To be more precise, the data was from the ECS TASK module. I stored it in S3 as Parquet and crawled it with Glue. However, in Athena, I got some JSON data (like container info) that I could not query.
hi @above-sawfly What do you mean you could not query it? Is the data there but in JSON format? Did you try some of the Athena JSON extraction functions, like json_extract
?
The data is there but in JSON format.
I did not know about the JSON extract function… I will test it.
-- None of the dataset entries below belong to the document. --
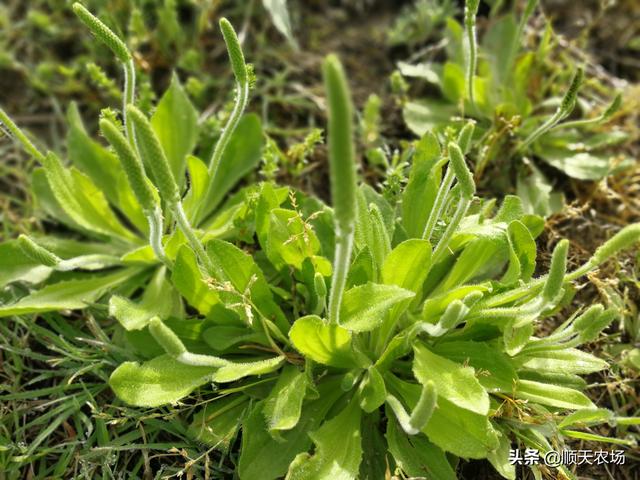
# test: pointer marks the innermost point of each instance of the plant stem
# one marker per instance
(184, 225)
(438, 204)
(344, 246)
(129, 98)
(155, 221)
(14, 130)
(458, 215)
(470, 12)
(242, 96)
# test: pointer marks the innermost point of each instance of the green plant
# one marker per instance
(507, 89)
(416, 344)
(351, 339)
(143, 181)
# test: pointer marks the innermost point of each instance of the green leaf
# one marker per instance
(552, 395)
(456, 383)
(175, 122)
(237, 370)
(188, 280)
(241, 156)
(372, 391)
(82, 201)
(45, 199)
(102, 167)
(240, 269)
(500, 458)
(16, 266)
(290, 241)
(338, 449)
(582, 166)
(159, 299)
(453, 82)
(524, 247)
(570, 360)
(258, 460)
(157, 382)
(422, 187)
(587, 417)
(415, 455)
(224, 337)
(495, 370)
(67, 295)
(198, 181)
(408, 265)
(423, 116)
(448, 420)
(322, 342)
(283, 406)
(359, 313)
(481, 255)
(536, 193)
(217, 423)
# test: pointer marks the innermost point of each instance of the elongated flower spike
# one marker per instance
(131, 165)
(150, 149)
(140, 185)
(152, 152)
(458, 166)
(567, 105)
(470, 13)
(243, 80)
(557, 271)
(461, 170)
(236, 57)
(102, 33)
(414, 423)
(11, 129)
(613, 107)
(120, 50)
(174, 347)
(465, 136)
(342, 175)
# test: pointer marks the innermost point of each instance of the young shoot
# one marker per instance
(470, 13)
(151, 151)
(342, 176)
(564, 110)
(120, 50)
(242, 77)
(140, 185)
(613, 107)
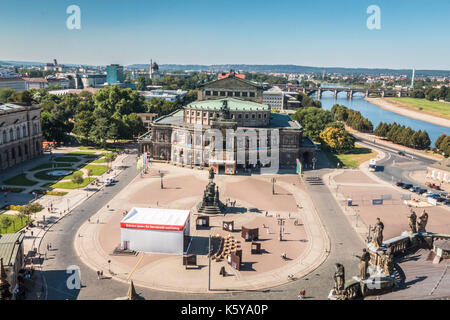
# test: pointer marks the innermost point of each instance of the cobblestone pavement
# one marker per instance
(344, 242)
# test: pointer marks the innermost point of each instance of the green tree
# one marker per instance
(313, 120)
(338, 140)
(77, 178)
(5, 222)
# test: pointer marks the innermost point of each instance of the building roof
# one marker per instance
(38, 80)
(232, 103)
(442, 165)
(283, 121)
(248, 82)
(155, 219)
(9, 247)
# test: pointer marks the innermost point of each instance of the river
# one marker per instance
(376, 114)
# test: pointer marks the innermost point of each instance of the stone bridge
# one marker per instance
(350, 91)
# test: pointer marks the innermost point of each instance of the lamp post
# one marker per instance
(209, 264)
(161, 175)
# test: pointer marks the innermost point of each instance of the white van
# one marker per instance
(373, 165)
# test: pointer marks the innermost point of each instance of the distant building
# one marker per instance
(114, 74)
(169, 95)
(20, 133)
(235, 87)
(54, 66)
(440, 171)
(6, 73)
(224, 75)
(154, 70)
(280, 100)
(147, 118)
(93, 80)
(63, 92)
(17, 84)
(274, 98)
(35, 83)
(12, 257)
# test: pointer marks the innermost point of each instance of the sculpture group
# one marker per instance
(417, 225)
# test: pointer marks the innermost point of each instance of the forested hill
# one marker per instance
(297, 69)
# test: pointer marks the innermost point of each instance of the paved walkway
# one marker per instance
(92, 254)
(46, 219)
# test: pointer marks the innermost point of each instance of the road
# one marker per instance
(344, 242)
(395, 167)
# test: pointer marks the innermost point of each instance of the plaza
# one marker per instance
(304, 241)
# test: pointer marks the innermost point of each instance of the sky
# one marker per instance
(325, 33)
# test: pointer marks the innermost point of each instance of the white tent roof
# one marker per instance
(155, 219)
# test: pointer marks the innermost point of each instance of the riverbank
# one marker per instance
(404, 111)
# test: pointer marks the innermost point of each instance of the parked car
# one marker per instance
(428, 193)
(421, 191)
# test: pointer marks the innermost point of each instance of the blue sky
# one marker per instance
(414, 33)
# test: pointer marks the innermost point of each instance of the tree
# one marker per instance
(338, 140)
(5, 222)
(77, 178)
(313, 120)
(439, 140)
(5, 94)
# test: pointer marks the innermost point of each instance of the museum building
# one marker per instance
(233, 107)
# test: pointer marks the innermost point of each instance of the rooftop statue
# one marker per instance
(422, 223)
(377, 240)
(412, 222)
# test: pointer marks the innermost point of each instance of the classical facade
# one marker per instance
(20, 133)
(226, 128)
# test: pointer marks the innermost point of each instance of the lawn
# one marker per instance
(71, 185)
(101, 160)
(50, 192)
(20, 180)
(352, 159)
(97, 170)
(82, 152)
(43, 176)
(49, 165)
(67, 159)
(432, 107)
(18, 223)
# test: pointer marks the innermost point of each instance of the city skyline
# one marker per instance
(208, 33)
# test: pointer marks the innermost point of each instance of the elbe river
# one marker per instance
(376, 114)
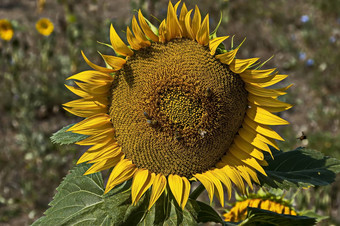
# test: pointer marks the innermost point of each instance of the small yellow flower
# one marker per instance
(6, 30)
(44, 26)
(239, 211)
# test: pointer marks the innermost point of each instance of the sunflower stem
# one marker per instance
(194, 195)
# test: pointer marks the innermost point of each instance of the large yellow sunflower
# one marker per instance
(170, 110)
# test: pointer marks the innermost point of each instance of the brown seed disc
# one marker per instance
(175, 108)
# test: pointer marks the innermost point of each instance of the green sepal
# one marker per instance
(299, 168)
(66, 137)
(257, 216)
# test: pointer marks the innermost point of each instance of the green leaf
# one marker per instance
(299, 168)
(257, 216)
(64, 137)
(80, 201)
(207, 214)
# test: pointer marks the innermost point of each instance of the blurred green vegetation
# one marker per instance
(304, 37)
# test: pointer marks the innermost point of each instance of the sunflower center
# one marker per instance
(180, 109)
(175, 108)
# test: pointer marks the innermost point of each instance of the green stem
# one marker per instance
(194, 195)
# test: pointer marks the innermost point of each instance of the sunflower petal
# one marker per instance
(114, 62)
(118, 45)
(207, 183)
(92, 77)
(214, 43)
(104, 165)
(176, 187)
(218, 189)
(123, 171)
(240, 65)
(158, 187)
(248, 148)
(262, 92)
(134, 43)
(262, 129)
(145, 27)
(96, 67)
(141, 182)
(262, 116)
(143, 41)
(173, 28)
(196, 22)
(202, 36)
(188, 25)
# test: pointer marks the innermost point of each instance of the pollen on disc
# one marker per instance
(175, 108)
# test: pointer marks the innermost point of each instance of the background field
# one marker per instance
(303, 36)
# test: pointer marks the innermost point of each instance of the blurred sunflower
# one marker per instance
(44, 26)
(6, 30)
(268, 202)
(170, 110)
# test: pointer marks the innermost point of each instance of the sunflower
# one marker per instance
(172, 108)
(269, 202)
(6, 30)
(44, 26)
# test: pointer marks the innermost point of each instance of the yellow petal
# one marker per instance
(134, 43)
(182, 15)
(145, 27)
(196, 22)
(162, 32)
(173, 28)
(246, 158)
(262, 116)
(143, 41)
(101, 137)
(87, 103)
(100, 90)
(96, 67)
(94, 77)
(141, 182)
(158, 187)
(240, 65)
(209, 186)
(123, 171)
(188, 25)
(202, 36)
(225, 180)
(262, 92)
(218, 189)
(253, 74)
(262, 129)
(113, 61)
(92, 122)
(268, 102)
(214, 43)
(176, 187)
(77, 91)
(276, 79)
(104, 165)
(85, 112)
(186, 191)
(253, 140)
(248, 148)
(118, 45)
Additionally, v5.0.0 was released only a couple of days ago: CloudQuery S3 Plugin Release Notes
Ok, I will retest it… in case the athena:true
functionality has changed since last week.
Ok, tested again.
Seems some schema for tag
is not working properly.
HIVE_INVALID_METADATA: Glue table 'foo_aws_ecs_cluster_tasks' column 'tags' has invalid data type: struct<Application:string,Core:string,Env:string,Environment:string,Name:string,Repo:string,Stack:string,App:string,StackName:string,Version:string,aws\:ecs\:clusterName:string,aws\:ecs\:serviceName:string>
Hmm, if I had to guess, it’s not happy about having a struct with keys aws:ecs:clusterName
and aws:ecs:serviceName
, which contain colons. I assume there are tags in your account with those keys? Athena has many limitations, and we had a similar issue with duplicate keys a while back, if you’d like to read some background there: GitHub Issue #7639.
Maybe this is something we can handle as part of the athena: true
delivery mode. Would you mind opening an issue about it with as much detail as possible, so we can prioritize and take a look? Open a New Issue.
@above-sawfly I also just emailed you regarding a private channel so we can support the PoC faster.